Barbados casting off queen as head of state
The last time a string of distant dominions cast off Queen Elizabeth II was in the 1970s when the Black power movement emboldened three Caribbean countries to declare themselves republics. Now, in the heat of the Black Lives Matter movement, the Caribbean may once again turn against the queen.
On Wednesday, Barbados announced it would remove Elizabeth as its head of state and become a republic by November 2021. Jamaica is also considering whether to abandon the monarch, a step supported by successive prime ministers. St. Lucia and St. Vincent and the Grenadines have both flirted with the idea, although in St. Vincent, voters defeated a proposal to become a republic in 2009.
This time might be different, experts on the Caribbean said. The mass protests against the killing of Black people by the police in the United States have inflamed a long- simmering debate in Britain and its former colonies about the legacy of the empire. That debate inevitably draws in the 94- year- old monarch, whose realm, while dwindling, still spans 16 countries from Canada to New Zealand in the Commonwealth.
“Barbados could be a tipping point,” said Richard Drayton, a professor of imperial history at King’s College London. “If Barbados is successful in taking this step, it would inspire other countries to do the same.”
All this is taking place against the backdrop of a possible no- deal Brexit that threatens to splinter the United Kingdom and a gnawing sense that a post- Brexit Britain will play a shrinking role in world affairs.

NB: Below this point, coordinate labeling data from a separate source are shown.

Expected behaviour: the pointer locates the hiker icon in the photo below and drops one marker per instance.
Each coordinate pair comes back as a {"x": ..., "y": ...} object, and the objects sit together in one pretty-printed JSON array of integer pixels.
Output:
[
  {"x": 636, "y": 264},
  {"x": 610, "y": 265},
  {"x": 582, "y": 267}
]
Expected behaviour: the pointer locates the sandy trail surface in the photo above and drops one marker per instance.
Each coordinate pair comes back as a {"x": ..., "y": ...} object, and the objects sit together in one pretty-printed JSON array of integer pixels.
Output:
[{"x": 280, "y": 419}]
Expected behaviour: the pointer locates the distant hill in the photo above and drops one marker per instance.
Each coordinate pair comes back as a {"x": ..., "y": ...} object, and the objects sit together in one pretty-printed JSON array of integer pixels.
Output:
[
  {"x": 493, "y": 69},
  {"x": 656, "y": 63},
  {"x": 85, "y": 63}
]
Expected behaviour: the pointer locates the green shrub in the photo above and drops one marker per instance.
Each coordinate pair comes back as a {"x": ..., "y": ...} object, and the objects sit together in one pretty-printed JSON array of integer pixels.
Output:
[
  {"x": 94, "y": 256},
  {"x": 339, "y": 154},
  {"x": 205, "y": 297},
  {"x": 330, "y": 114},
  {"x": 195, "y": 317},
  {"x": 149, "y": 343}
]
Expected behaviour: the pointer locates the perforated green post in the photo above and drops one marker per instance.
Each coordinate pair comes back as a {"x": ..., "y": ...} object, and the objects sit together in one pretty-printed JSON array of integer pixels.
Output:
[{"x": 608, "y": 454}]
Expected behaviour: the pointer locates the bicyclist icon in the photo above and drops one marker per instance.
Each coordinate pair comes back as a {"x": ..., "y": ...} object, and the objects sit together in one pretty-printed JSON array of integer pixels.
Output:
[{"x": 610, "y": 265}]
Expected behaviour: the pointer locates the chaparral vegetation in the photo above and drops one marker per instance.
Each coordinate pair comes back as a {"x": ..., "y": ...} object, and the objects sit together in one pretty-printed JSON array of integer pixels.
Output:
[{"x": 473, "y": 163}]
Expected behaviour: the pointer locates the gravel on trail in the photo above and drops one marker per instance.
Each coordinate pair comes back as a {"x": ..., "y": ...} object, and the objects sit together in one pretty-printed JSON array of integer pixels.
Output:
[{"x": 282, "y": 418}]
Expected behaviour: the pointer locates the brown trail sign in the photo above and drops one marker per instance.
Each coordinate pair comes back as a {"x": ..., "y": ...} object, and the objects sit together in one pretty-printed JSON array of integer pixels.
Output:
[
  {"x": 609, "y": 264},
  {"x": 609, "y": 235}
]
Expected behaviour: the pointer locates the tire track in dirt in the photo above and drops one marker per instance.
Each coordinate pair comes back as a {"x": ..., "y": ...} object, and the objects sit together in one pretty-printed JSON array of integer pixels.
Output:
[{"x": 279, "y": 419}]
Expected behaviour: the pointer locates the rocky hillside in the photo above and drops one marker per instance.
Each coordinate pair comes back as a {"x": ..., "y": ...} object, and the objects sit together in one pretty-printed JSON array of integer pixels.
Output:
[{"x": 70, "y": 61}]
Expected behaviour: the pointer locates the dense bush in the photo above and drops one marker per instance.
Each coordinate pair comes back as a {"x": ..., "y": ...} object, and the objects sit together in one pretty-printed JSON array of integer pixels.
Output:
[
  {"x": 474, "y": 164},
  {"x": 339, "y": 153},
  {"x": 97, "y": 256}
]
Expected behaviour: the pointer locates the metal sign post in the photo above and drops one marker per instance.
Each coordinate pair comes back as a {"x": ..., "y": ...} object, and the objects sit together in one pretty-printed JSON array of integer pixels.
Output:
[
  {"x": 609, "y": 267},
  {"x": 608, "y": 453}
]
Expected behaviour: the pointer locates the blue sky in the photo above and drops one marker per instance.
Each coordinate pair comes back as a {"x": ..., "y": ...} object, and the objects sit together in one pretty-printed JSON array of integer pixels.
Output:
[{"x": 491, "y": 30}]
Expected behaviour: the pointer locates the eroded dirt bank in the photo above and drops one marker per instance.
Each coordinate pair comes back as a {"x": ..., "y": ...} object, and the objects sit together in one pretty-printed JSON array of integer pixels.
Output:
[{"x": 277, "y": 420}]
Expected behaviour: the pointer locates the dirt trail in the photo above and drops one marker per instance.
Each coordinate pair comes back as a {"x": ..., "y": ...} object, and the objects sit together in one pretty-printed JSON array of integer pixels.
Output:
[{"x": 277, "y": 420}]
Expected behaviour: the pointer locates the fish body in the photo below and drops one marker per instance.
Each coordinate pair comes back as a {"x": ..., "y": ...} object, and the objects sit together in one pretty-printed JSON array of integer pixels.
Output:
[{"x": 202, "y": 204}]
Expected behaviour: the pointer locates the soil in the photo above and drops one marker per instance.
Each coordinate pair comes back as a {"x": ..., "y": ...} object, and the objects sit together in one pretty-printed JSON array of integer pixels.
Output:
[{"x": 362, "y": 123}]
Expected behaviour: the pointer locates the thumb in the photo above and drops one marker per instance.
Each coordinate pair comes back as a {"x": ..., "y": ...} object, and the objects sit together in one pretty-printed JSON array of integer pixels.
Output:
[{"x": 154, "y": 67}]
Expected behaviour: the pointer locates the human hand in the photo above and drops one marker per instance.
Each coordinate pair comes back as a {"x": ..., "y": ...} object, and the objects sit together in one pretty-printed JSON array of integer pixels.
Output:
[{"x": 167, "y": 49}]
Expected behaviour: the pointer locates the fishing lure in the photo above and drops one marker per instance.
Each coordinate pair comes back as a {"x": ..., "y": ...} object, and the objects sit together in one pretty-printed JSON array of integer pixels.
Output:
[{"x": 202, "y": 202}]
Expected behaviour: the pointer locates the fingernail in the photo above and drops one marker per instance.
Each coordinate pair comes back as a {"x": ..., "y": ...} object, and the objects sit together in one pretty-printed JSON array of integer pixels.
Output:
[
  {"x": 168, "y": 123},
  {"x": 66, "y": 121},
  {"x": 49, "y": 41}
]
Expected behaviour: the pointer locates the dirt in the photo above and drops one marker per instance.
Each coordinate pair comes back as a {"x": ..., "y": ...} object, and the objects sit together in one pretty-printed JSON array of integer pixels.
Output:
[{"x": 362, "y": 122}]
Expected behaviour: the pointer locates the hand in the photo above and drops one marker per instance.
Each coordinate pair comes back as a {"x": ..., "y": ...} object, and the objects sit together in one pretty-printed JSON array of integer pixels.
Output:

Guyana led the earlier republican movement in the Caribbean, cutting ties to the queen in 1970. Trinidad and Tobago followed in 1976, and Dominica in 1978. The last country anywhere to remove Elizabeth as head of state was Mauritius, in the Indian Ocean, in 1992.
“As in the 1970s in the Caribbean, there’s a new anger among younger people, not just about the predicament of people who happen to be Black in the United States but about the experience of people who are Black in their own societies,” said Drayton, who spent his childhood in Barbados.
The prime minister of Barbados, Mia Mottley, explicitly couched the move to abandon the
queen as head of state in terms of throwing off colonial shackles. In a speech prepared for the governorgeneral of Barbados, Sandra Mason, Mottley wrote: “The time has come to fully leave our colonial past behind. Barbadians want a Barbadian head of state.”
She invoked a line from Errol Walton Barrow, the first prime minister of Barbados after it declared independence from Britain in 1966, who warned his fellow citizens “against loitering on colonial premises.”
After Barbados declared its independence, it still retained Elizabeth as its head of state, as well as a governor- general who serves as her representative in the country. Barbados will remain a member of the Commonwealth — a loose organization of former colonies of the British Empire — with a Westminsterstyle parliament and prime minister.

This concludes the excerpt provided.